Benign Tumors of the Hand: Diagnosis, Staging, and Surgical Management

INTRODUCTION TO HAND ONCOLOGY

The evaluation and management of tumors in the hand and wrist demand a profound understanding of complex regional anatomy, biomechanics, and oncologic principles. Because the hand is composed of tightly packed, functionally critical structures within small anatomical compartments, even histologically benign lesions can cause significant morbidity through mechanical compression, structural weakening, or neurovascular compromise.

Usually, a thorough history, meticulous physical examination, and high-quality plain radiographs are sufficient to adequately determine the diagnosis and formulate an appropriate treatment plan for benign-appearing tumors. However, if a more aggressive process is suspected—evidenced by intractable pain, rapid growth, severe inflammation, a mass >5 cm, or radiographic bony destruction—further diagnostic and staging studies are strictly warranted before any biopsy or definitive surgical intervention.

DIAGNOSTIC PATHWAY AND STAGING

Imaging Modalities

Local imaging studies are paramount for surgical planning, defining the anatomical extent of the lesion, and assessing compartmental boundaries.
* Plain Radiographs: The mandatory first step. Evaluates for osseous involvement, cortical scalloping, matrix calcification (e.g., stippled calcification in cartilaginous tumors), and pathologic fractures.
* Magnetic Resonance Imaging (MRI): The gold standard for soft tissue tumors. It delineates the tumor's relationship to tendons, neurovascular bundles, and joint capsules. MRI is highly sensitive for identifying the fluid-filled levels of an aneurysmal bone cyst (ABC) or the specific signal characteristics of a lipoma (isointense to subcutaneous fat).
* Computed Tomography (CT): Superior for evaluating cortical integrity, subtle matrix mineralization, and the central nidus of an osteoid osteoma.
* Systemic Staging: A metastatic workup, including a chest CT, is indicated for most malignant lesions or aggressive benign tumors (e.g., Giant Cell Tumor of Bone) with a known propensity for pulmonary metastasis.
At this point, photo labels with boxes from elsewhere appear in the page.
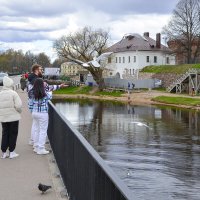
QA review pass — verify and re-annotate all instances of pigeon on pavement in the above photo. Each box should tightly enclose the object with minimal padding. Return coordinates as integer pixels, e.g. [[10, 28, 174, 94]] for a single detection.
[[38, 183, 51, 194]]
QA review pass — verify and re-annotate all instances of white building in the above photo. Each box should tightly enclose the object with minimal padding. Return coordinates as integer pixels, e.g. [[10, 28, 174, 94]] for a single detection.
[[108, 32, 175, 78]]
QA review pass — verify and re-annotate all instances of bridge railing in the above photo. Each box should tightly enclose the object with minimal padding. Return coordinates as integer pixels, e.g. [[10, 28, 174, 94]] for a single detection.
[[48, 102, 134, 200]]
Principles of Biopsy in the Hand

Generally, hand tumors are treated surgically with primary excision. Biopsy is rarely indicated for classic benign lesions because complete marginal excision serves as both an excisional biopsy and definitive treatment, providing the entire specimen for histopathologic analysis.

Surgical Warning: Incisional biopsy is strictly advised if a malignant sarcoma is suspected, or if the morbidity of surgical excision outweighs the morbidity caused by the tumor itself (e.g., complex intraneural tumors). Biopsy incisions must be made longitudinally and placed directly over the tumor mass so that the entire biopsy tract can be excised en bloc during definitive surgery.

Oncologic Staging Systems

Orthopedic oncology relies heavily on the Enneking staging systems to guide surgical margins.

Enneking Classification of Benign Tumors:
* Stage 1 (Latent): Static or healing; well-marginated (e.g., non-ossifying fibroma).
* Stage 2 (Active): Growing, symptomatic, bounded by natural barriers (e.g., aneurysmal bone cyst).
* Stage 3 (Aggressive): Rapidly growing, breaching natural barriers, high recurrence rate (e.g., Giant Cell Tumor of Bone).

Enneking Classification of Surgical Margins:
* Intracapsular: Piecemeal debulking or curettage within the tumor capsule. Leaves macroscopic disease.
* Marginal: "Shelling out" the tumor en bloc through the pseudocapsule or reactive zone. Leaves microscopic disease (satellite nodules).
* Wide: Intracompartmental en bloc excision with a continuous cuff of normal healthy tissue.
* Radical: Extracompartmental en bloc excision, removing the entire anatomical compartment.

SOFT TISSUE TUMORS OF THE HAND

Adipocytic Tumors

Lipomas
Lipomas are the most common solid cellular tumors of the hand. They typically present as painless, slow-growing masses. Because lipomas project through spaces of least resistance, deep palmar space lesions tend to present distally between the fingers and thumb, driven by the unyielding overlying palmar aponeurosis. Radiographically, they may exhibit the Bufalini sign (radiolucency in the soft tissues). MRI shows a well-marginated mass isointense to fat. Treatment is marginal excision.

Infiltrating Lipomas
Occurring mostly in adults, infiltrating lipomas grow between large muscles (intermuscular) or arise between muscle fibers (intramuscular). Despite tissue infiltration, there is no malignant transformation. However, the local recurrence rate is high (up to 60%) following marginal excision.

Lipoblastomas
These are rare, benign tumors composed of immature, spindle-shaped cells occurring almost exclusively in children under 7 years of age. Absence of cellular atypia and mitosis is necessary to differentiate them from congenital liposarcomas. Surgical excision after MRI assessment yields a 14% recurrence rate.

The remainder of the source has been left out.